Une autre adaptation, et non des moindres, est celle qui est induite par l’accélération du temps, du fait de la rapidité accrue des transports de personnes, de nouvelles, d’échanges. Cette accélération ignore la réalité du temps physique, le rapport immuable du corps avec le temps. La rapidité d’assimilation qui est le propre de la tête crée une distorsion avec le rythme inhérent du corps. Désormais, ce n’est plus le corps qui prouve le mouvement en se mettant en marche : il ne fait que le suivre. Et, à cause de sa fameuse force d’inertie, il le fait toujours avec un léger décalage, un temps de retard. Je me demande si, à la longue, cette distorsion ne sera pas perçue comme une agression au niveau physique qui amènera le développement d’une réaction de défense en forme de stress.

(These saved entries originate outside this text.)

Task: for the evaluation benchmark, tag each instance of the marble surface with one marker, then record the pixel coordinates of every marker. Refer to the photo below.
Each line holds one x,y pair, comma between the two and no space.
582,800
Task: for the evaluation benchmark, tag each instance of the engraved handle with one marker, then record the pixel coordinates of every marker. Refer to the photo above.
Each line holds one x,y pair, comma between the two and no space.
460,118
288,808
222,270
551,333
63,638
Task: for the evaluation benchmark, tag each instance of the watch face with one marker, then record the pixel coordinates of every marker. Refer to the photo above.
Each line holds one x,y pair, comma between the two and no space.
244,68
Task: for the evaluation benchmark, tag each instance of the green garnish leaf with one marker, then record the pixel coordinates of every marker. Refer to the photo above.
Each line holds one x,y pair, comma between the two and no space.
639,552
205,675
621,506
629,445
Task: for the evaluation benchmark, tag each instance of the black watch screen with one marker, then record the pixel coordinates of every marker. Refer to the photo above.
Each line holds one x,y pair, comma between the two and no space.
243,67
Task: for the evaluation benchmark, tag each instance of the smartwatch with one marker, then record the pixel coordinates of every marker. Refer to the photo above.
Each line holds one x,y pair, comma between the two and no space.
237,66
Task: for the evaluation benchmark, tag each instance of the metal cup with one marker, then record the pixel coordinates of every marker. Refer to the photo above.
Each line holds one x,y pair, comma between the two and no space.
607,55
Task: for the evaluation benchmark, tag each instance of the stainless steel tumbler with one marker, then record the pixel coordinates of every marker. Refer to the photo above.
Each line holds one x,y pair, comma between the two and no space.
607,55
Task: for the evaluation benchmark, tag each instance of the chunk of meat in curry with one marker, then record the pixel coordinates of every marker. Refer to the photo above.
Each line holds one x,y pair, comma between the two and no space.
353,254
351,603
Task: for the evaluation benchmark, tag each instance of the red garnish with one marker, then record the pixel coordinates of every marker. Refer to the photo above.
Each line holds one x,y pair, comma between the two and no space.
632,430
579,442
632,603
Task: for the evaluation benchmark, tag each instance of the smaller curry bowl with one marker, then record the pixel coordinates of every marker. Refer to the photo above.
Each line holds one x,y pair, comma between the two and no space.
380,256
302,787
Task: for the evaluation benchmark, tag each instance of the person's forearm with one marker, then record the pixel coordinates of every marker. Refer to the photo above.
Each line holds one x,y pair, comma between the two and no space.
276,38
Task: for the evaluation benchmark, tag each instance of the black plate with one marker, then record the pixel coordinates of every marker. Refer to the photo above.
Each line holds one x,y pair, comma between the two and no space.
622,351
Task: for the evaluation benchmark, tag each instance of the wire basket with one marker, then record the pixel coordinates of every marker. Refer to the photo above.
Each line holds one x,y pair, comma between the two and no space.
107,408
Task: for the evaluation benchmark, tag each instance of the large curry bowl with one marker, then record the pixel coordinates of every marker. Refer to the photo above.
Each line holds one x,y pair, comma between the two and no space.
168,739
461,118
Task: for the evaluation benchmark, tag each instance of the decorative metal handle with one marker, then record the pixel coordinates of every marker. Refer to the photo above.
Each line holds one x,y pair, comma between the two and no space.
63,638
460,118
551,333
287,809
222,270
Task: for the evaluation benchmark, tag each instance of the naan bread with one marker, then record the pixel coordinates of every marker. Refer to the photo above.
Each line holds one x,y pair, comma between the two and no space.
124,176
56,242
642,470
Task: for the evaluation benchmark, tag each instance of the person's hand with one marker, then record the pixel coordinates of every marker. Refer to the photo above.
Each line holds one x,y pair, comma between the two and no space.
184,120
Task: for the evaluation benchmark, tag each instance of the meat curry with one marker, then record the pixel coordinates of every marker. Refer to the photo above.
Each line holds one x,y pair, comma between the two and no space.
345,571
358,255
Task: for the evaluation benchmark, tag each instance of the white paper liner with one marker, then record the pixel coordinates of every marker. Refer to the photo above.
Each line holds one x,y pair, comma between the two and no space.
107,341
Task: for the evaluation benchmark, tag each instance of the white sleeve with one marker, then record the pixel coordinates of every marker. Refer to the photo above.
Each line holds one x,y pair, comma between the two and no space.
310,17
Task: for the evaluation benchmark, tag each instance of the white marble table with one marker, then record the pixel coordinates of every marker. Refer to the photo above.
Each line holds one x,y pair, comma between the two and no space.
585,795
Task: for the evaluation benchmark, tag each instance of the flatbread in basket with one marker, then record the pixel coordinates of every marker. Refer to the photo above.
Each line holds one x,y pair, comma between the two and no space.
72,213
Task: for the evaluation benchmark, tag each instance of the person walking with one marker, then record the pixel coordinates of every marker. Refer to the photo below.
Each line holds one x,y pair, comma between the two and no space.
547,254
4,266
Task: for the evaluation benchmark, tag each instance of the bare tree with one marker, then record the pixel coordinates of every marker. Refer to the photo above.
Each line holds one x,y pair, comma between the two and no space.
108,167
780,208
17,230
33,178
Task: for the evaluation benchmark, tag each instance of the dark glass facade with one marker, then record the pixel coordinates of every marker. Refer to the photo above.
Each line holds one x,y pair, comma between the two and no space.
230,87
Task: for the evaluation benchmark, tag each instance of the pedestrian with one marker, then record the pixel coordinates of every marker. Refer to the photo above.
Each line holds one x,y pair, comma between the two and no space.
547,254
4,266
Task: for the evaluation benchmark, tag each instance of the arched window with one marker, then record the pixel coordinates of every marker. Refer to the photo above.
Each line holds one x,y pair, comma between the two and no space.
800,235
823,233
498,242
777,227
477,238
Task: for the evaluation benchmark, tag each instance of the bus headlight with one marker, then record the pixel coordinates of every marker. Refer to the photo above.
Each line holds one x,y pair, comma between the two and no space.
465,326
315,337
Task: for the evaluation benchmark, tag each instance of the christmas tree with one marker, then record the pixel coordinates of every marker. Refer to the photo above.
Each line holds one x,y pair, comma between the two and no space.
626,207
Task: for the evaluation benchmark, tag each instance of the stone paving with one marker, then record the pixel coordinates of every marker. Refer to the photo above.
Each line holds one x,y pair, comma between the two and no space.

J’arrête là cette liste d’adaptations qui est loin d’être exhaustive, mon but étant de montrer que la société actuelle porte en elle-même des germes de mal-être qui peuvent avoir des effets cumulatifs avec ce que j’évoquais plus haut. Ils peuvent contribuer ou accentuer le déséquilibre entre le trop et le pas assez, pousser du côté de l’hyperadaptation et rendre complexes les choix pour un meilleur ajustement personnel. En même temps, ces changements et interactions mettent chacun au défi de développer la confiance en soi, en son identité, en sa force personnelle, pour faire face en toute lucidité. Le défi est aussi de réinventer une vie en groupe où chacun a sa place en partant de ce vécu de force intérieure.